Jeff Layton
Jeff Layton, Ph.D.
Dell Enterprise Technologist - HPC
As the introductory article mentioned, PetaFLOPS may be here faster than you may realize. You can construct PetaFLOPS systems today as discussed Part 1 of this series because Jaguar at Oak Ridge and Roadrunner at Sandia have already hit the PetaFLOPS level. However, it’s definitely not cheap or easy to reach this level. This article examines what PetaFLOPS systems might look like today and in the near future using CPUs.

Measuring Performance:
To determine when we reach 1 PFLOPS we need an objective measure. While there are arguments for and against the Top500 benchmark, this article will assume that the performance of systems is measured by the HPL (Top500) application. An idealized model of estimating the performance using the number of double precision operations per clock cycle, the total number of cores, and the “efficiency” of the system on HPL. Basically:

Performance = Number of operations per clock * number of cores * efficiency

These three simple numbers, operations per clock (abbreviated “ops per clock”), number of cores, and efficiency, will allow us to estimate performance. However, making educated estimates of these three numbers is not easy and always leaves room for debate. In addition, these three numbers have implications for configurations, particularly the network configuration.

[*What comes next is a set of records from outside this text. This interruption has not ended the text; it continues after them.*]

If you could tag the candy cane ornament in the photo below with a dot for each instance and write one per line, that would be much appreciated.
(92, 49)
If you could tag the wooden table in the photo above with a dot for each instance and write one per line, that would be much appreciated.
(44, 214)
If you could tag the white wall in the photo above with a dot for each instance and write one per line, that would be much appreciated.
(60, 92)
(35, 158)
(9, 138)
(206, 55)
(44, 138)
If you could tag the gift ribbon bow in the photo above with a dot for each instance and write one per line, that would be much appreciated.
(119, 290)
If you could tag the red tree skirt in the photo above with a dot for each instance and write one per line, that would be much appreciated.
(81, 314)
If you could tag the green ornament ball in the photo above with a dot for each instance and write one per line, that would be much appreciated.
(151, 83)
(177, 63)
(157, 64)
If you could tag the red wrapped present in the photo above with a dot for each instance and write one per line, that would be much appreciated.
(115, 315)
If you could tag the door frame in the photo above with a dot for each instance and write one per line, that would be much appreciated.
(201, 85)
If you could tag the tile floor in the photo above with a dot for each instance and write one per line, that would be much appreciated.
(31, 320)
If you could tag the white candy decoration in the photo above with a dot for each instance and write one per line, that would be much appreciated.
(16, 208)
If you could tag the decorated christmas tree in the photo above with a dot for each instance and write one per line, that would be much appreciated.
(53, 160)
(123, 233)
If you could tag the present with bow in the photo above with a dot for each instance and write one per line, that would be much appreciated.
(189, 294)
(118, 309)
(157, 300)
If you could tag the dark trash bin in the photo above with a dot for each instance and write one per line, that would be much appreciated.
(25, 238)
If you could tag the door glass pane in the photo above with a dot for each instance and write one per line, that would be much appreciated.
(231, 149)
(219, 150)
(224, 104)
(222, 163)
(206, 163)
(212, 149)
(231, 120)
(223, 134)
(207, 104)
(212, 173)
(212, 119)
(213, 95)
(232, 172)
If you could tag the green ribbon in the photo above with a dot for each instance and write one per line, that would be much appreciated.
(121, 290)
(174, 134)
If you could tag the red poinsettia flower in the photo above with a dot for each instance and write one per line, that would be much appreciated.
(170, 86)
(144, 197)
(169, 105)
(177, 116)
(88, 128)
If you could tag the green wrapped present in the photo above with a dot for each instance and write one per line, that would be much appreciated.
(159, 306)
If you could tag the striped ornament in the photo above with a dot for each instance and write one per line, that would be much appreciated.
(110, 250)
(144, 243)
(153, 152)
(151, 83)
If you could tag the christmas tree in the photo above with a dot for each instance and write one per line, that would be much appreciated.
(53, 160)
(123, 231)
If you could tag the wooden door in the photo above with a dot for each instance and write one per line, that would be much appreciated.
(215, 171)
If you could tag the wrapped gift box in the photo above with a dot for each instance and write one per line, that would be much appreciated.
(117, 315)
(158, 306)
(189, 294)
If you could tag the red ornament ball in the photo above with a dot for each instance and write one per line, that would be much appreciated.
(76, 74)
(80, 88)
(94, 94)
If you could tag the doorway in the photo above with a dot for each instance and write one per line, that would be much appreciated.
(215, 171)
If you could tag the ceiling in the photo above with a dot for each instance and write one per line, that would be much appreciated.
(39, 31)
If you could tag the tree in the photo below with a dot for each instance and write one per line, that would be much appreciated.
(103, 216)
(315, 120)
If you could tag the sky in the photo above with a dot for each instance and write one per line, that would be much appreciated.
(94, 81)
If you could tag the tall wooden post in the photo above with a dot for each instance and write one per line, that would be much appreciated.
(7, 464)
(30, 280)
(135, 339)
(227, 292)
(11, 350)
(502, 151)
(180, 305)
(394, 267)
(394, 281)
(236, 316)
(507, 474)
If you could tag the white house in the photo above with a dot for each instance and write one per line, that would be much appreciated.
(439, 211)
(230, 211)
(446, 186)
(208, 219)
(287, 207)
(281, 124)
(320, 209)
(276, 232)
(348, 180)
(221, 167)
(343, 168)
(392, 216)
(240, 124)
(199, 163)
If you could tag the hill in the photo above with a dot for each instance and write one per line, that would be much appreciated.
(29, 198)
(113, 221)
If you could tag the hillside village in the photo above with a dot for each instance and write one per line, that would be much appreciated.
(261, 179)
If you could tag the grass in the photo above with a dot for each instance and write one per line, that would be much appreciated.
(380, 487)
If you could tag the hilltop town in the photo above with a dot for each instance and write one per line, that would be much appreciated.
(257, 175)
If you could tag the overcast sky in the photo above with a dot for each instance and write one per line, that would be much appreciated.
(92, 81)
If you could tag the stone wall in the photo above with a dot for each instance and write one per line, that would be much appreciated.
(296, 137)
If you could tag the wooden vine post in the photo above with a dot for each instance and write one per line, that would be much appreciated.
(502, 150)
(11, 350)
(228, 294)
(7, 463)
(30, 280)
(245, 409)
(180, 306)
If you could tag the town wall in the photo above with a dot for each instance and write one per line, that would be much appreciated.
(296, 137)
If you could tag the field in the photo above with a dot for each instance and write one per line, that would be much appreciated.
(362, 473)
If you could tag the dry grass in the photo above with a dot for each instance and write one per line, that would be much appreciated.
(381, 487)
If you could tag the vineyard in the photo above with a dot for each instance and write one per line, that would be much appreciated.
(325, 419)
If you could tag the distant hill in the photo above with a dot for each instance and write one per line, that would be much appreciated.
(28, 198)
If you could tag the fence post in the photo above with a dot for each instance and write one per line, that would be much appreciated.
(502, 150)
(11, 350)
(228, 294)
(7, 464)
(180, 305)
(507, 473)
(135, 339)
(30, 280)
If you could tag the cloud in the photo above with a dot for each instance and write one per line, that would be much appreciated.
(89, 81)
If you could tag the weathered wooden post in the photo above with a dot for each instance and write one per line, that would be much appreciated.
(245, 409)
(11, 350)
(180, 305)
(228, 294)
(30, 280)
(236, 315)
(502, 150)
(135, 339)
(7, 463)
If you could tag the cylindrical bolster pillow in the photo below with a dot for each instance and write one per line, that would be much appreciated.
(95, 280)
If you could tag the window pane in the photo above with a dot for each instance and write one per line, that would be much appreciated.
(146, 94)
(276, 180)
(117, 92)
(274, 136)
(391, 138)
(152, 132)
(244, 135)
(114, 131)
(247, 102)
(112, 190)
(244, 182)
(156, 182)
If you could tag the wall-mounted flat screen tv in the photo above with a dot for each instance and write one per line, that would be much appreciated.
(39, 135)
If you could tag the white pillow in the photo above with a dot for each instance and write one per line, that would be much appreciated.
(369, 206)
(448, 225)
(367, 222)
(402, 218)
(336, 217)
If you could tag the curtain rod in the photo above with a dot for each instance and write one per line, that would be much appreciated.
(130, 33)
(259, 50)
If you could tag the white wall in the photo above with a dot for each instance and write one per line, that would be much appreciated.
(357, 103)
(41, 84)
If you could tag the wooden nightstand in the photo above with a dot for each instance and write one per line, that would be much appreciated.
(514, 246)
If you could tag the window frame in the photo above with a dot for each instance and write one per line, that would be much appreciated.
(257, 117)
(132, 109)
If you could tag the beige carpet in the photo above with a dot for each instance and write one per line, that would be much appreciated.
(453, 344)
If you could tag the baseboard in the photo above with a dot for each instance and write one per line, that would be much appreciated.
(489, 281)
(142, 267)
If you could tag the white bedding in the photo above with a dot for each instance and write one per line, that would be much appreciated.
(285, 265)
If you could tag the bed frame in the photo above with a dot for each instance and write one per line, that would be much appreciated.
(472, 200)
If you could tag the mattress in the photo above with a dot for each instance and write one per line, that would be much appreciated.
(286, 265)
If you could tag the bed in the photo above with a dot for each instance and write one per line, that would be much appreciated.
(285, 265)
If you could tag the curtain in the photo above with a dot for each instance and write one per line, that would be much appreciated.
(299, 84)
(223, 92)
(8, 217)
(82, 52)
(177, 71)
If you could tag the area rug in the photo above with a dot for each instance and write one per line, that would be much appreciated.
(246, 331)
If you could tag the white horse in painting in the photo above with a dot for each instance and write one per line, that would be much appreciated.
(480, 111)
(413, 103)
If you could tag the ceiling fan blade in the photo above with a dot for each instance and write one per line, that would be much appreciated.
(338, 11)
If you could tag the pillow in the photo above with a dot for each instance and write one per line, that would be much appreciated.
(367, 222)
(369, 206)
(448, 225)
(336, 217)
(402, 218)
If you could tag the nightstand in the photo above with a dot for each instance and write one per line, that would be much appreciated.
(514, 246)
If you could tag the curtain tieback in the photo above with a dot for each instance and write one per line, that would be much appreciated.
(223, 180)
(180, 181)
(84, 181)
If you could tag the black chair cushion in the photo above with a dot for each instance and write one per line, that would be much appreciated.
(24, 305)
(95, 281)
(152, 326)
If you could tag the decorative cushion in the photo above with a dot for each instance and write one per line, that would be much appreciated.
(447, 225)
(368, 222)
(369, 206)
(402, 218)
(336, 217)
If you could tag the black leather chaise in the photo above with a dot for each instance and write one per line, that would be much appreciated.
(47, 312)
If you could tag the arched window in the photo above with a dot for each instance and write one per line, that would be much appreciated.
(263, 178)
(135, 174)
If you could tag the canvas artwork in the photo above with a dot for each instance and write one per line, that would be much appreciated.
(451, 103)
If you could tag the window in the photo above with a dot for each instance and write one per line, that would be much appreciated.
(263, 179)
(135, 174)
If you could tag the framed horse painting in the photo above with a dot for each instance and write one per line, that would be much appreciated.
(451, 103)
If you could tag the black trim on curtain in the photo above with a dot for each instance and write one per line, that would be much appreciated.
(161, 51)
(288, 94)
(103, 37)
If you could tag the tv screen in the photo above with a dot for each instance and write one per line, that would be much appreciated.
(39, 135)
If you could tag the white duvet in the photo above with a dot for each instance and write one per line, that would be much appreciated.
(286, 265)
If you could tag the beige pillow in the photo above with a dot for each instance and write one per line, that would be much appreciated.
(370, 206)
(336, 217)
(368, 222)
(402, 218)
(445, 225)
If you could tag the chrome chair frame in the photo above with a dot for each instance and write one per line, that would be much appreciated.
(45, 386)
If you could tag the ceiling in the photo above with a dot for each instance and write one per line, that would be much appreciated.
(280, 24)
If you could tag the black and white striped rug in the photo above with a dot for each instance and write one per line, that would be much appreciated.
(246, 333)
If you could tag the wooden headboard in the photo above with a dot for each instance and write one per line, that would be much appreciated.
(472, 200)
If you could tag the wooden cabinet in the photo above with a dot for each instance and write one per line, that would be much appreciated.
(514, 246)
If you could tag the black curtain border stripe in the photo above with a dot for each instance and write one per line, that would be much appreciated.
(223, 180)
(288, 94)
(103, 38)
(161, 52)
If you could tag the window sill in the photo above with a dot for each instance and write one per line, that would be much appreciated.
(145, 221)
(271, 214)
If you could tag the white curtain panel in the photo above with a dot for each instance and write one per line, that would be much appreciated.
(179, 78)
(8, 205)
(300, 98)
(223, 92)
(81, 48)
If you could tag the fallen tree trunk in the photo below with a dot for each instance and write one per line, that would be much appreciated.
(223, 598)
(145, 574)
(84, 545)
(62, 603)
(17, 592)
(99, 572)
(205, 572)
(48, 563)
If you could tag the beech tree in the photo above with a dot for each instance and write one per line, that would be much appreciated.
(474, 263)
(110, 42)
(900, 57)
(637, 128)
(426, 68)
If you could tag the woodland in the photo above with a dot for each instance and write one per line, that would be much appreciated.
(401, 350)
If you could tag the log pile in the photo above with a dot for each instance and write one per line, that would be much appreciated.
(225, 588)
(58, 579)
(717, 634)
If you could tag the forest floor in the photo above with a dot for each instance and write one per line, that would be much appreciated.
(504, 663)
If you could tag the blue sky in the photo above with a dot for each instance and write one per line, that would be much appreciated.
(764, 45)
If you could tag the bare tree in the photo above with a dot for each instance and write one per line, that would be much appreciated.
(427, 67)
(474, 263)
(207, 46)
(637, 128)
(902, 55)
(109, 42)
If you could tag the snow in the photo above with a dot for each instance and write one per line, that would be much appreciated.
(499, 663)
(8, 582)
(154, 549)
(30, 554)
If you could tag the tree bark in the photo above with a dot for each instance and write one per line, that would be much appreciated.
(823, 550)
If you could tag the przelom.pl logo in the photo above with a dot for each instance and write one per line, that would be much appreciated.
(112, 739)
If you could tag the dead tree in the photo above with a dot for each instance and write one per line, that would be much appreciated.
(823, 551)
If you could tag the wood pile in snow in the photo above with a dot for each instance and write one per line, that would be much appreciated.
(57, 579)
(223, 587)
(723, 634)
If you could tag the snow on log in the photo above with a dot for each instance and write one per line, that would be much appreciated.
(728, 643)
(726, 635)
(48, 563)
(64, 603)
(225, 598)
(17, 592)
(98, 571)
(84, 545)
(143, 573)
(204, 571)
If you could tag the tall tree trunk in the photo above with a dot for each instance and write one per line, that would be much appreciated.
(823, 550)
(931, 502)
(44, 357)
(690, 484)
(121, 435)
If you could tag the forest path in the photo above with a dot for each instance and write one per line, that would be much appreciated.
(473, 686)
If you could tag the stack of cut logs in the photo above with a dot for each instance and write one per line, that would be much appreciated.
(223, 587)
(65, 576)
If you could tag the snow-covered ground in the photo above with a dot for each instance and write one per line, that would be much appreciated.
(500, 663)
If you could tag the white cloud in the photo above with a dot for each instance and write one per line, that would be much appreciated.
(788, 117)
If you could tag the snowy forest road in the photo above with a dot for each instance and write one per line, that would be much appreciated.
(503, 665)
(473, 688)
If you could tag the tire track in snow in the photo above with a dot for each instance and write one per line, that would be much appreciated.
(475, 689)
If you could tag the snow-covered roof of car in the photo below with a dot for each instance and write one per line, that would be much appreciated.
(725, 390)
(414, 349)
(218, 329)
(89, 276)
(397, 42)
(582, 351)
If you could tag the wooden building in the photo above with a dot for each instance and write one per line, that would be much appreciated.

Let’s take a look at current CPUs from Intel and AMD to help us develop these three numbers.


Intel Systems:
Intel is using what they call a “tick-tock” model of processor development. The “tick” is a die shrink and the “tock” is a change to the architecture. The current generation of Nehalem (Xeon 5500) processors is in the “tock” phase of the process, and the upcoming processors, code-named Westmere, are a “tick”, shrinking the die to 32 nm. So the Nehalem and Westmere processors have the following key parameters (key to our estimates of the performance):

· Nehalem:
o Clock speed is limited to 2.93 GHz at 95W
o Capable of four operations per clock (double precision)
o Four cores per socket
o Restricted to 2 sockets per node

· Westmere:
o It is assumed that clock speeds will remain about the same for the same power. So the top speed is likely to be approximately 2.93 GHz or 3.0 GHz (Note: this is an assumption since Intel has not yet announced the processor)
o 6 cores per socket (http://www.theregister.co.uk/2010/02/03/intel_westmere_ep_preview/)
o Capable of four operations per clock (again, this is an assumption since this processor is a “tick” and is only a die shrink).
o Restricted to 2 sockets per node

· Nehalem-EX:
o Maximum speed looks to be 2.26 GHz (http://en.wikipedia.org/wiki/Xeon#Beckton)
o 8-cores per socket (http://en.wikipedia.org/wiki/Xeon#Beckton)
o Four operations per clock (again, this is an assumption since this processor is a “tick” and is only a die shrink).
o 4 sockets and larger are allowed (http://en.wikipedia.org/wiki/Xeon#Beckton)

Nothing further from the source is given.